Organizations often struggle to process vast amounts of data while ensuring low latency. Smartsheet, a work management platform, faced this challenge as it processed hundreds of thousands of events per second for features like live collaboration and notifications. The existing system required significant resources, leading to inefficiencies and high costs.
To address these issues, Smartsheet developed a Real-time Dynamic Filtering (RDF) system using Amazon Managed Service for Apache Flink. This innovation not only reduced messaging costs by over $40,000 monthly but also improved live collaboration latency by 1.8 times.
Challenges with Existing Architecture
Smartsheet's event-driven architecture relied on Amazon Simple Notification Service (SNS) to publish events, with teams subscribing via Amazon Simple Queue Service (SQS) using static filter policies.

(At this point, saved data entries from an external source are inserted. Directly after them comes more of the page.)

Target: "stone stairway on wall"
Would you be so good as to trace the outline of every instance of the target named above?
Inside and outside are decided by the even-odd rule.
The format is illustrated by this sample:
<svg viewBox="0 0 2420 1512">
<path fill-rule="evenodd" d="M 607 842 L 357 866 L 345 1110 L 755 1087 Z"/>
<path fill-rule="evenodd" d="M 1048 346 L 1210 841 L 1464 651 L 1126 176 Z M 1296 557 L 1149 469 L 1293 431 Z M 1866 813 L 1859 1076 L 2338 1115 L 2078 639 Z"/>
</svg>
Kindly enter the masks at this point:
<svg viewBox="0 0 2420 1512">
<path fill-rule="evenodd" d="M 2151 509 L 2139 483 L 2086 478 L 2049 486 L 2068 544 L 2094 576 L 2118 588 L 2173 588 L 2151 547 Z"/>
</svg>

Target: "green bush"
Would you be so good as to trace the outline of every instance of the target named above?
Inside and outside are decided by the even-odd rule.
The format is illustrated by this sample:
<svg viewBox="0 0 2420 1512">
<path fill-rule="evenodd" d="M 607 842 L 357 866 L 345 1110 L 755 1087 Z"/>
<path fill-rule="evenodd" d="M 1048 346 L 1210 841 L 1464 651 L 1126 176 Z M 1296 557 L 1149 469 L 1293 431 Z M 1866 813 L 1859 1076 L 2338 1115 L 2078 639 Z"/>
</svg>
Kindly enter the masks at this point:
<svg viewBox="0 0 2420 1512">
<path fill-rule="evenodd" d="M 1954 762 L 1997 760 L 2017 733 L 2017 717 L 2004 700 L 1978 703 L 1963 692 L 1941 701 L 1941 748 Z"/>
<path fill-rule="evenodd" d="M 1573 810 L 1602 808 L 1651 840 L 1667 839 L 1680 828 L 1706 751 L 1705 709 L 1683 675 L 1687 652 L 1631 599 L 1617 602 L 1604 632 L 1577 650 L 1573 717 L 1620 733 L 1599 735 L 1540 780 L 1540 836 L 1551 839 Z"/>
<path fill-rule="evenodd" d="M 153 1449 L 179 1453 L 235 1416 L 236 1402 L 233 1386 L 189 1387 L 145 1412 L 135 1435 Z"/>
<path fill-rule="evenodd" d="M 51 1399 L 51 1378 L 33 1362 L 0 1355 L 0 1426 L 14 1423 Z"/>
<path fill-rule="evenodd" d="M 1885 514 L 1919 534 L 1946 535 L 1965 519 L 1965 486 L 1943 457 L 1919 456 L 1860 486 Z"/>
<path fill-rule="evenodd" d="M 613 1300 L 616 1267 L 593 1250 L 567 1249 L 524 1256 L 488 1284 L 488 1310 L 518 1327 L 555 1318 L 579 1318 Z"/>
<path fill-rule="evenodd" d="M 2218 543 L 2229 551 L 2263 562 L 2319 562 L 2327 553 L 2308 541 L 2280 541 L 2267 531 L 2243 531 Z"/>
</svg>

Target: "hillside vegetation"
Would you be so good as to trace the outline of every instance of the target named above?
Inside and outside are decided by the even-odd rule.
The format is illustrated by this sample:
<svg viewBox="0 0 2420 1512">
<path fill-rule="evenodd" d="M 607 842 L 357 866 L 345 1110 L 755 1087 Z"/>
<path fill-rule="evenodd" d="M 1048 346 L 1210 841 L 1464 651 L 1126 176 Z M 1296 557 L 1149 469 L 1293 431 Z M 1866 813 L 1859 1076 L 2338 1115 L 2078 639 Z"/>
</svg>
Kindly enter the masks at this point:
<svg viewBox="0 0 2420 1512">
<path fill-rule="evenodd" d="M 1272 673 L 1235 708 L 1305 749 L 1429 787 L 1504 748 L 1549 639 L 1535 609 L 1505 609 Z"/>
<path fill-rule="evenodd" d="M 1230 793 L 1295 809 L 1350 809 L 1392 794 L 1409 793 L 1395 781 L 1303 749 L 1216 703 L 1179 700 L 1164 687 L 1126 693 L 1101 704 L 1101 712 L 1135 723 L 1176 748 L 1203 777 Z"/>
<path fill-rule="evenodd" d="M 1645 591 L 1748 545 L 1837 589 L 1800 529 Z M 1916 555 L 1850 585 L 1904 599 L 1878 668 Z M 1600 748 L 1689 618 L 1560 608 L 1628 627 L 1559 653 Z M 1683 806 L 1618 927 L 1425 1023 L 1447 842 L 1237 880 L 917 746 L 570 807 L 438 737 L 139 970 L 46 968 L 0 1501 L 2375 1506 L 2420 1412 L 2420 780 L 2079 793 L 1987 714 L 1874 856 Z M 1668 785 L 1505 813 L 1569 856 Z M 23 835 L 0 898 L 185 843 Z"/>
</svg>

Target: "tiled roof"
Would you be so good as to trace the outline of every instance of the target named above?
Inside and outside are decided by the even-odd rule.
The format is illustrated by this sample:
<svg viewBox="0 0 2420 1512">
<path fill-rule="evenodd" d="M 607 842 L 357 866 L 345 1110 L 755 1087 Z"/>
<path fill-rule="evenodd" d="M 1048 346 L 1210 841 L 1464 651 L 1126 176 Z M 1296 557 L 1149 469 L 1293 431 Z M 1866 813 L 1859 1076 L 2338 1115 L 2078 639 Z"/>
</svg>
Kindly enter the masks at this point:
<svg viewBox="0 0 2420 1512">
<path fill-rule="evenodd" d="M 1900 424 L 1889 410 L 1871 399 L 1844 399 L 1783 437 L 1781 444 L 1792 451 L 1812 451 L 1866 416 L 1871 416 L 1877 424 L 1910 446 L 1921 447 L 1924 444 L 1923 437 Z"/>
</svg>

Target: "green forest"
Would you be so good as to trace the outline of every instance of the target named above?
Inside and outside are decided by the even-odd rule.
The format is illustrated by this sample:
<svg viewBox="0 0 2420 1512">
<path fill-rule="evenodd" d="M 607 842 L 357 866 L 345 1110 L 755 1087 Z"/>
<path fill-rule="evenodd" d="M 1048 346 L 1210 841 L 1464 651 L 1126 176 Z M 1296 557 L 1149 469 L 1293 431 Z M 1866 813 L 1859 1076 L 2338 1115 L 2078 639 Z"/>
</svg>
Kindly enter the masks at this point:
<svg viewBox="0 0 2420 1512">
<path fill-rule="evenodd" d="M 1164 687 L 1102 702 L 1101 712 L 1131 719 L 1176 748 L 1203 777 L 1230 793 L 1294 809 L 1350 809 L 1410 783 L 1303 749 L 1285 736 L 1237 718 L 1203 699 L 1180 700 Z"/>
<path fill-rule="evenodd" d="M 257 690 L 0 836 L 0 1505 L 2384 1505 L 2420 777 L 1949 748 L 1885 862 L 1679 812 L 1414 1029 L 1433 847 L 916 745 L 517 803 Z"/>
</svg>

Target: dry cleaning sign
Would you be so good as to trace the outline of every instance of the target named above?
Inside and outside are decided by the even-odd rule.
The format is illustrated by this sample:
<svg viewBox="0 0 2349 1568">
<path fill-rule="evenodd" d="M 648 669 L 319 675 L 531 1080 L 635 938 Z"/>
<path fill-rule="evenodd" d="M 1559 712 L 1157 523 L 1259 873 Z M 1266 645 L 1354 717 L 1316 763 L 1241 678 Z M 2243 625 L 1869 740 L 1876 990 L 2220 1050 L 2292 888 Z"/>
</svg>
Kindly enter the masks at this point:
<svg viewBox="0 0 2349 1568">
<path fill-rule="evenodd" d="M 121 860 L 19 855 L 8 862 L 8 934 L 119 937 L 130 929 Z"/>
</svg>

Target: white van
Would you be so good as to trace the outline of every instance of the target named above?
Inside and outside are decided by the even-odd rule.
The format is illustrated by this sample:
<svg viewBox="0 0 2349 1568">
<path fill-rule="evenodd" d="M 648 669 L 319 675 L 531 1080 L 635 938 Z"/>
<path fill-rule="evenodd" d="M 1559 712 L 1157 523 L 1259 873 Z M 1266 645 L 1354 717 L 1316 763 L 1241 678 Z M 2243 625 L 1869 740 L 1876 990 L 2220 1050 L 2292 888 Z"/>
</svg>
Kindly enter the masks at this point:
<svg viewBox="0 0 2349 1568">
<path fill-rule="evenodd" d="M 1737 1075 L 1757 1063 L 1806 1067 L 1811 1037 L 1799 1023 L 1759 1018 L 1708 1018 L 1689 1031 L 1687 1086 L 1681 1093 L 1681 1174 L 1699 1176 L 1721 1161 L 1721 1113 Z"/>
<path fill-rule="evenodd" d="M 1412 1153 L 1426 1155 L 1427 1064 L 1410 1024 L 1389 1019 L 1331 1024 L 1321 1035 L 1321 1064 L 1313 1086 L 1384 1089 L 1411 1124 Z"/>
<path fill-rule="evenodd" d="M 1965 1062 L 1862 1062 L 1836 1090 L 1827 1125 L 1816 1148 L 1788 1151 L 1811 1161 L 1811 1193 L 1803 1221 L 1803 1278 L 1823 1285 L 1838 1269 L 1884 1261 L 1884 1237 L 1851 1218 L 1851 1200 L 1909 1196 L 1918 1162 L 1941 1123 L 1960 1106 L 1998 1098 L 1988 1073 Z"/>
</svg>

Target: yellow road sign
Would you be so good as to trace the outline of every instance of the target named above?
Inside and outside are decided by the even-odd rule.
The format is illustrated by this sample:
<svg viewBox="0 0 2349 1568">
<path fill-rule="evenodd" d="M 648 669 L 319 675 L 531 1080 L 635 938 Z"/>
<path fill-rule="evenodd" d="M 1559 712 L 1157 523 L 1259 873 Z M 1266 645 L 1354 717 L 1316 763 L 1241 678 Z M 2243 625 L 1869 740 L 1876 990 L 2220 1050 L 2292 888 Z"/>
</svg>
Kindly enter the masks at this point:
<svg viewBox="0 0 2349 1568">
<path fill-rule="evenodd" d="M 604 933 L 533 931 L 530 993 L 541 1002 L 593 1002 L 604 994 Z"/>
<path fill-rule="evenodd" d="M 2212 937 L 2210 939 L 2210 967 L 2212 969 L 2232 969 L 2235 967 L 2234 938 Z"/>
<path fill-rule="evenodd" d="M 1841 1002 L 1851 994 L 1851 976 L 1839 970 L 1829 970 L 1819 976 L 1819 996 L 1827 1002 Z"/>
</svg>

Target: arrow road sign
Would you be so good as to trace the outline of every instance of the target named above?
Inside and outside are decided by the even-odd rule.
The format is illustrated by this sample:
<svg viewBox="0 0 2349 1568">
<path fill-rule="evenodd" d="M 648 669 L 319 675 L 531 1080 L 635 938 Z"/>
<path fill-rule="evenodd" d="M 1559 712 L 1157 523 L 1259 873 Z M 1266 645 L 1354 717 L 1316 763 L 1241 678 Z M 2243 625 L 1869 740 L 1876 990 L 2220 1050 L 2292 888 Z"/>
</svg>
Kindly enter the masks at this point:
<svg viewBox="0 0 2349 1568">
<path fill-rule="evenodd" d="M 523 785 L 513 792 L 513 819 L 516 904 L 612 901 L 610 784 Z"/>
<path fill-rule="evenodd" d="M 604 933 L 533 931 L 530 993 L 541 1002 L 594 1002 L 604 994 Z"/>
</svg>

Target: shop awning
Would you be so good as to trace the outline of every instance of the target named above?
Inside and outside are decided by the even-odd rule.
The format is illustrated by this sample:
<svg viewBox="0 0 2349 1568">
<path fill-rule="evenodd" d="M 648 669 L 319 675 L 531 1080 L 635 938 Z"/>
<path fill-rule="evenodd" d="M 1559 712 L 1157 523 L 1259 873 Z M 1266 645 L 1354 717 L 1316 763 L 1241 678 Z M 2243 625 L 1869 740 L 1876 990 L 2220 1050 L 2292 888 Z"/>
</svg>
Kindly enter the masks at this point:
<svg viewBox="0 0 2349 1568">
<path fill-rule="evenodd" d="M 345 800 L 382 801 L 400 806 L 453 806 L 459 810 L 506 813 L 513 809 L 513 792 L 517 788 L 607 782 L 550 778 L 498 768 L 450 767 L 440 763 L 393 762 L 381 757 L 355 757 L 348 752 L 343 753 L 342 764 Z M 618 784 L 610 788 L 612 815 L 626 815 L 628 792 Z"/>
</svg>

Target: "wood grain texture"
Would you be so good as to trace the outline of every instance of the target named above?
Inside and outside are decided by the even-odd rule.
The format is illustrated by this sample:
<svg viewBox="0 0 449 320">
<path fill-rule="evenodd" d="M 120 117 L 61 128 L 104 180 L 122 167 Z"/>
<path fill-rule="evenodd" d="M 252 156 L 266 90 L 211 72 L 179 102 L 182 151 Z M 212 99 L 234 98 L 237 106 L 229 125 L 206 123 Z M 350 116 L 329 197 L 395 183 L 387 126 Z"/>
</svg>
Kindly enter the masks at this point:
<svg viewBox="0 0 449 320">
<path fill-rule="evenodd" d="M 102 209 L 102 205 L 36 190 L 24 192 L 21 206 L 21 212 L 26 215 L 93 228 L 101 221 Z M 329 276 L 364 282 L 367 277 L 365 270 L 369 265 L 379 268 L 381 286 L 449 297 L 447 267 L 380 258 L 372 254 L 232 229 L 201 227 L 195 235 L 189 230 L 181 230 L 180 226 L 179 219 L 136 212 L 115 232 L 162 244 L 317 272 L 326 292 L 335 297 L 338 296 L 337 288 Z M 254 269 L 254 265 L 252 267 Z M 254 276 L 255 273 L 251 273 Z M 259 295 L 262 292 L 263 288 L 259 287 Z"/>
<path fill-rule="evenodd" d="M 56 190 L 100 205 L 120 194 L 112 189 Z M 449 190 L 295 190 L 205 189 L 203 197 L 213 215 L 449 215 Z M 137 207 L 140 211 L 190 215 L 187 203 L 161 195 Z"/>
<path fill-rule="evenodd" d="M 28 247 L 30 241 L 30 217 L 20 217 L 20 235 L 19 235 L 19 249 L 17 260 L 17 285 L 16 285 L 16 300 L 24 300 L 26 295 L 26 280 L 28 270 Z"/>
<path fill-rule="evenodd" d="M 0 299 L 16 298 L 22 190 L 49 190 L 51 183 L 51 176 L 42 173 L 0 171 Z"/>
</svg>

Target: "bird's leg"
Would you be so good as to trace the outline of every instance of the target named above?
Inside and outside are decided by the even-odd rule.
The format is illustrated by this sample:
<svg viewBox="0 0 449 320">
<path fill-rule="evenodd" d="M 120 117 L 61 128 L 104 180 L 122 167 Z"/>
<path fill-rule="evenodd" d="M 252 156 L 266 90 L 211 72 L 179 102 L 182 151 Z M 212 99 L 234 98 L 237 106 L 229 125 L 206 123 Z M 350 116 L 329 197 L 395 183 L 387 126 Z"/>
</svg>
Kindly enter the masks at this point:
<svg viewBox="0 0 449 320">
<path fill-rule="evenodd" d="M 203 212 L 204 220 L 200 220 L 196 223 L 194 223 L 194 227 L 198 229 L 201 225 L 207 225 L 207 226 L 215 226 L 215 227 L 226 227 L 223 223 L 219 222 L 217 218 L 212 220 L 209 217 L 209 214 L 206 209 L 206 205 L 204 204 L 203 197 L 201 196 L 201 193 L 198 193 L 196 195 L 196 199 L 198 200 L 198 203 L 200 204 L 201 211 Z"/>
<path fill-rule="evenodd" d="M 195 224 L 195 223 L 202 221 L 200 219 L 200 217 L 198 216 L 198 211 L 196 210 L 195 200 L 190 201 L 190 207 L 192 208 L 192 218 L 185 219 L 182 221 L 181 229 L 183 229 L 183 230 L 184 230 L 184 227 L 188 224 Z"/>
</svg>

These policies dictated the types of events received, such as updates or deletions of sheet rows.
However, changes to these filter policies could take up to 15 minutes to propagate, creating delays that hindered real-time collaboration. As a workaround, teams subscribed to all events, resulting in over 90% of these events being discarded after processing, which was both costly and inefficient.
Implementing Real-time Dynamic Filtering
To enhance efficiency, Smartsheet's RDF system moved filtering logic directly into the stream processing layer. By utilizing Flink’s KeyedCoProcessFunction, the system maintained dynamic filter policies within Flink's state management, specifically RocksDB.
The RDF application processes two streams of data, allowing for real-time updates and filtering based on active collaborators. For consumers needing all events, Flink’s broadcast state feature was employed to replicate necessary policies across tasks, minimizing memory overhead.
Immediate Impact and Benefits
With the RDF system, filter policy changes are now reflected within one second, eliminating the need for costly DynamoDB lookups for each event. This transformation has led to significant improvements:
- Reduction of over $40,000 in monthly messaging costs.
- 1.8x enhancement in live collaboration latency.
- A scalable platform adopted by multiple internal teams.
Future Expansion and Applications
Initially adopted by the live collaboration team, the RDF architecture is now being expanded to support workflow automation and notification routing. Smartsheet is also exploring automatic scaling policies to optimize costs during off-peak hours.
Conclusion
Smartsheet’s implementation of the Real-time Dynamic Filtering system showcases how leveraging advanced stream processing technologies can lead to substantial cost savings and performance improvements. Organizations facing similar challenges in event processing may find this approach beneficial for reducing costs and enhancing real-time capabilities.